Parker, Schoar and Sun found that the growth of TDFs has significantly changed the patterns of fund flows and the time-series dynamics in stock returns: “If, as expected, the amount of funds invested through TDFs continues to grow, their market stabilising effects may become more pronounced.”
For example, interest rate declines may lead to stronger stock market responses, as an increasingly large number of funds invested in TDFs trade out of bonds and into stocks. In addition, the growth of TDFs might also result in a weakening of momentum in aggregate stock prices caused by trend-chasing.
Postscript
While target-date funds do provide some significant benefits, investors should be aware that there are negative features that should not be ignored.

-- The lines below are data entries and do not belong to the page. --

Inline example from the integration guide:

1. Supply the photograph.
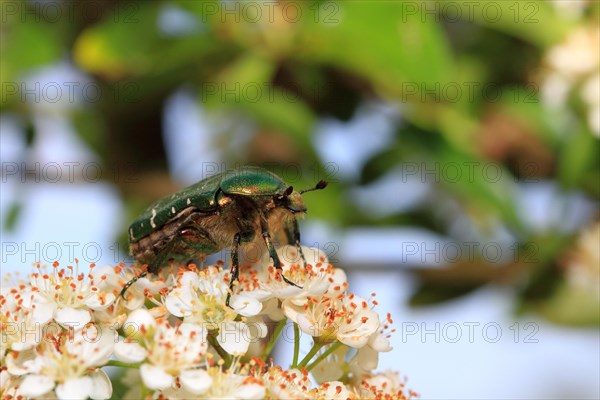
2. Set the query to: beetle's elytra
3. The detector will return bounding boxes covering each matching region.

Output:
[121,167,327,305]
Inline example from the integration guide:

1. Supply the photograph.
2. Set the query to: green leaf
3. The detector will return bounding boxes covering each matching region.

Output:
[558,131,600,189]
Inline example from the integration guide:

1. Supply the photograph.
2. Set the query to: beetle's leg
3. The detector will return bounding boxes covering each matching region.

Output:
[119,270,148,299]
[225,233,241,307]
[261,221,302,289]
[287,219,306,268]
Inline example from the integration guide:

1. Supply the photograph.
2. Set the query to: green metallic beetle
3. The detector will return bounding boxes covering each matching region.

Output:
[121,167,327,305]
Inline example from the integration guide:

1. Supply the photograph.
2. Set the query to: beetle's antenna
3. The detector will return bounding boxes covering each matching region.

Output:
[299,180,327,194]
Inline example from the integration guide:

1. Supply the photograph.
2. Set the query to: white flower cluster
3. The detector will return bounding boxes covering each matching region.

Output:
[0,246,417,399]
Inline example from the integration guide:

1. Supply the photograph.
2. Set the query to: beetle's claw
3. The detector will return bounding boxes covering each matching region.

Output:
[281,274,302,289]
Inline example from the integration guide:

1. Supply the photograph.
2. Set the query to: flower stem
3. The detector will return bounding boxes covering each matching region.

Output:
[298,342,325,368]
[105,360,141,368]
[306,342,342,372]
[292,322,300,368]
[261,318,287,361]
[206,333,232,368]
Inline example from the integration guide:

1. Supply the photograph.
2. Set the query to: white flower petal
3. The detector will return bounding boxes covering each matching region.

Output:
[228,383,266,400]
[140,364,175,390]
[114,342,146,363]
[85,293,116,310]
[19,375,54,397]
[179,271,200,288]
[217,321,250,355]
[165,287,193,317]
[31,302,57,325]
[229,294,262,317]
[369,333,392,353]
[179,369,213,394]
[54,307,92,330]
[356,346,379,371]
[56,376,92,400]
[123,309,156,338]
[90,369,112,400]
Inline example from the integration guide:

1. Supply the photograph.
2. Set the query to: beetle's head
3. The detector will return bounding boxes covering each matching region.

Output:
[273,181,327,214]
[273,186,306,214]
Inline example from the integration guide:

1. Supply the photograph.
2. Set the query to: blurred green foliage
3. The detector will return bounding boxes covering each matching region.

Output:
[0,0,600,324]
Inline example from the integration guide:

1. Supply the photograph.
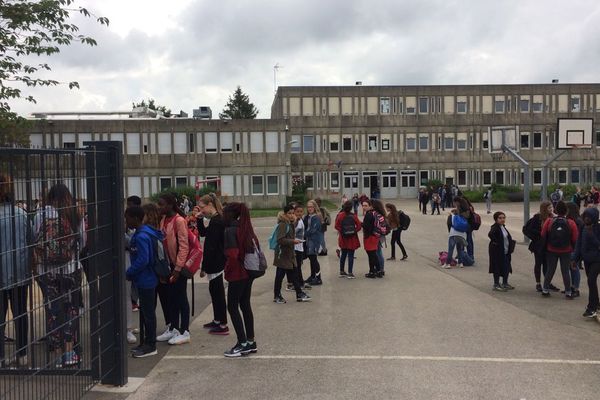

— Unless the TDF is an all-equity fund, combining equities and fixed-income assets in one fund results in the investor holding one of the two assets in a tax-inefficient manner. If the “fund of funds” is held in a taxable account, the investor is holding the fixed-income assets in a tax-inefficient location. If the fund is held in a tax-deferred account, the equities are being held in a tax-inefficient location (losing the benefits of long-term capital gains treatment, the ability to loss harvest, the ability to use the asset as a means of making a charitable contribution and avoid the capital gains tax, and losing the potential for heirs to have a step-up in basis upon death). For investors that only have tax-advantaged accounts and do not have taxable accounts, the fact that target date funds combine equities and fixed income is not a concern.
— If the fund is held in a taxable account, the investor loses the ability to loss harvest at the individual asset-class level. An offsetting benefit is that the fund should be able to rebalance internally, using cash flows and dividends, which is a more cost- and tax-efficient way to rebalance than buying and selling individual asset classes.
— If the fund is in a tax-deferred account, the investor loses the ability to use any foreign tax credits that are generated by the international equity holdings. Even in a taxable account, if the fund is a fund of funds, the investor loses the ability to utilise the foreign tax credit. For investors that only have tax-advantaged accounts and do not have taxable accounts, the fact that target date funds combine equities and fixed income is not a concern. It is better to have international diversification in a tax-advantaged account than to not have international diversification at all.
— If the fund is held in a taxable account, the equities should be in funds that are tax-managed. I am not aware of any balanced or target date fund that tax-manages the equity portion (which makes sense because the fund does not know which location it will be held in).
— If the fund is held in a taxable account, for most investors the fixed-income allocation should typically be in municipal bonds, not taxable bonds. Unfortunately, almost all of these funds hold taxable bonds.
— Investors can typically earn higher returns on riskless (from a credit perspective) FDIC-insured CDs than can be earned by investing in riskless Treasuries typically held by TDFs. And they can avoid the expense ratio associated with that allocation. Note that CDs may not be available in a retirement plan. The offset is that they lose the convenience of the fund, the benefits of automatic rebalancing, and the age-related automatic changes in their asset allocation.